In the process of undertaking such cooperative activities, there is little opportunity for conflict between the states within the region. The system tends to prevent conflict by engaging its members in cooperation and healthy competition.

Nonetheless most regional institutions do have structures for conflict resolution. In the EU, its conflict resolution skills and procedures have been used mainly to help countries that want to join the EU untangle themselves from old conflicts in order to qualify for membership.

In Africa, one needs to simply name the various sub-regional efforts to show that there is a great deal of effort being put into cooperation that increases integration and patterns of action that help to preclude interstate conflict:
• The Arab Maghreb Union (UMA), created in 1989, is trying to prepare a common market for Algeria, Libya, Mauritania, Morocco and Tunisia.
• The Common Market for Eastern and Southern Africa (COMESA) was set up in 1981 to work toward having a free trade zone for 20 countries in the sub-region.
• The Central African Economic and Monetary Community (CEMAC) promotes cultural exchange, intra-trade, elimination of tariff and non-tariff barriers and the coordination of development programs and industrial projects.
• ECOWAS, the Economic Community of West African States was set up in 1975 with 15 member states to gradually eliminate tariff barriers within the area and to allow for the freer movement of people within the region.
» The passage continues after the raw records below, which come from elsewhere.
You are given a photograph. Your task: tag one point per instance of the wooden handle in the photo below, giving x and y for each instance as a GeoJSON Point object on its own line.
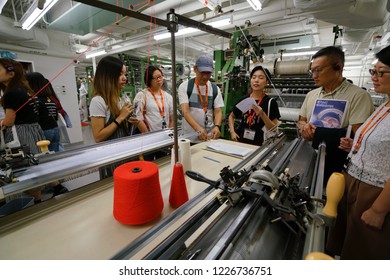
{"type": "Point", "coordinates": [318, 256]}
{"type": "Point", "coordinates": [334, 193]}
{"type": "Point", "coordinates": [43, 145]}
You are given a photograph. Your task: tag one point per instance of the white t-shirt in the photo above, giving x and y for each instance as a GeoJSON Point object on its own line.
{"type": "Point", "coordinates": [152, 115]}
{"type": "Point", "coordinates": [196, 109]}
{"type": "Point", "coordinates": [99, 108]}
{"type": "Point", "coordinates": [371, 163]}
There are nine additional, similar sub-regional bodies with their own mandates and programs. While it may seem that having so many sub-regional communities must lead to excessive bureaucracy, I would comment that there are advantages in creating bureaucratic jobs and planning experience, especially in Africa where most career training is in the military and opportunities to exercise military skills are very tempting when there are few alternative paths to prestige and prosperity.
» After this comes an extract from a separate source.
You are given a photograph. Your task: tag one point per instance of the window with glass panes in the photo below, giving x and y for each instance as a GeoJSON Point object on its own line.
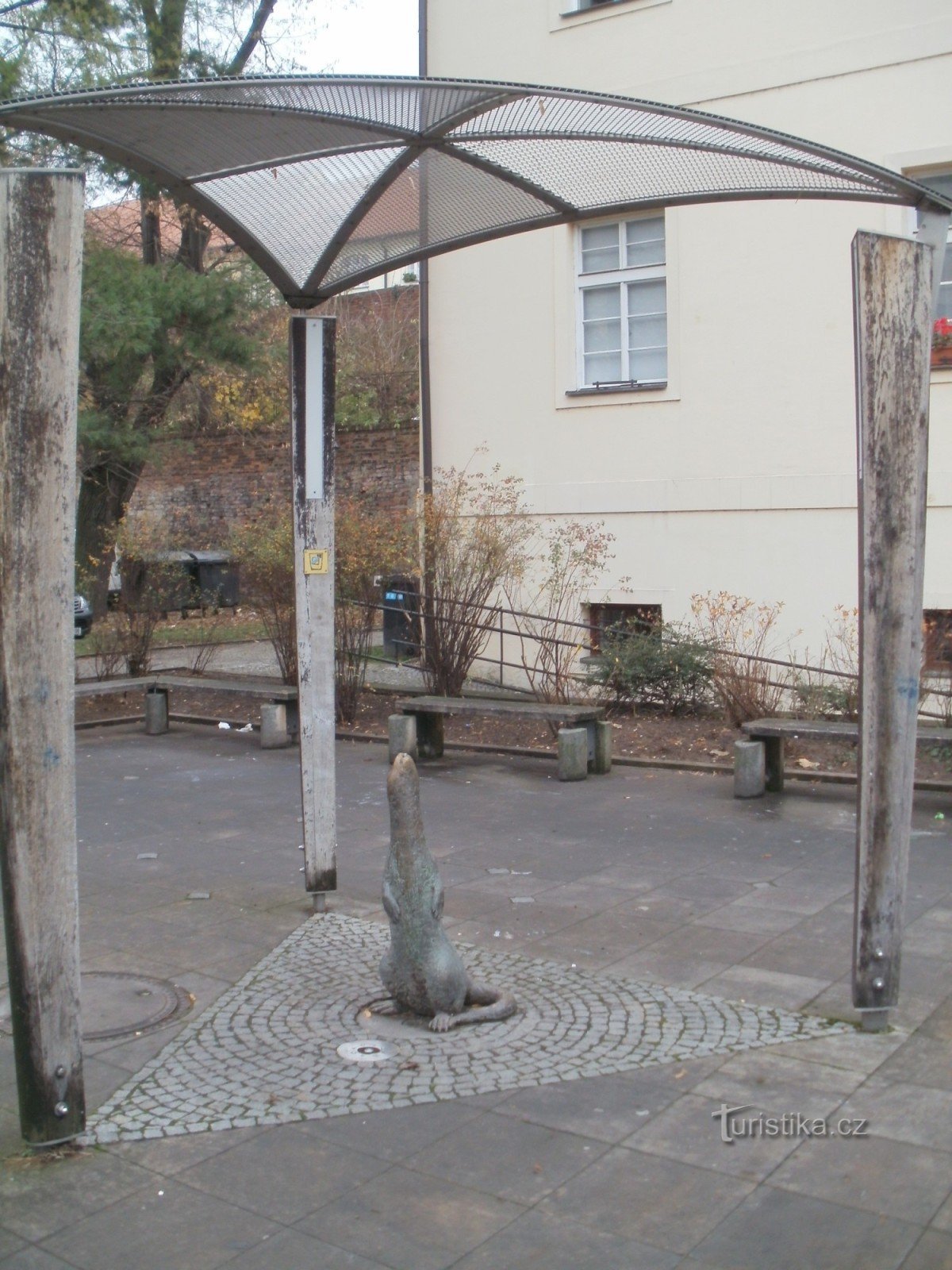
{"type": "Point", "coordinates": [622, 302]}
{"type": "Point", "coordinates": [942, 184]}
At the same time it is well known that there is a great deal of conflict in Africa, most of which is not inter-state conflict, but insurgency and civil wars where different leadership groups vie for power and control of the state machinery. In this context, the development of complex systems of cooperation and integration can lead to healthy non-military forms of competition. From this I conclude that there is no harm in having ample state and inter-state machinery. For many less developed countries and regions the process of planning for integrated development can create important spinoff effects to launch new private production and entrepreneurial activities.

_________________
Since she was 17 years old, Lucy Law Webster has been active in the world federalist movement, in the United States, in Britain and Europe and in parts of Asia, Africa and Latin America. She sees regional integration as part of a process that can preserve cultural diversity and also lead to a measure of global supranational integration that would be adequate to fulfill the promise of the preamble to the UN Charter. Ms. Webster is a retired United Nations Political Affairs Officer and Executive Director of the Center for War/Peace Studies. She is also a UN Rep. of Economists for Peace and Security and a member of its Board of Directors.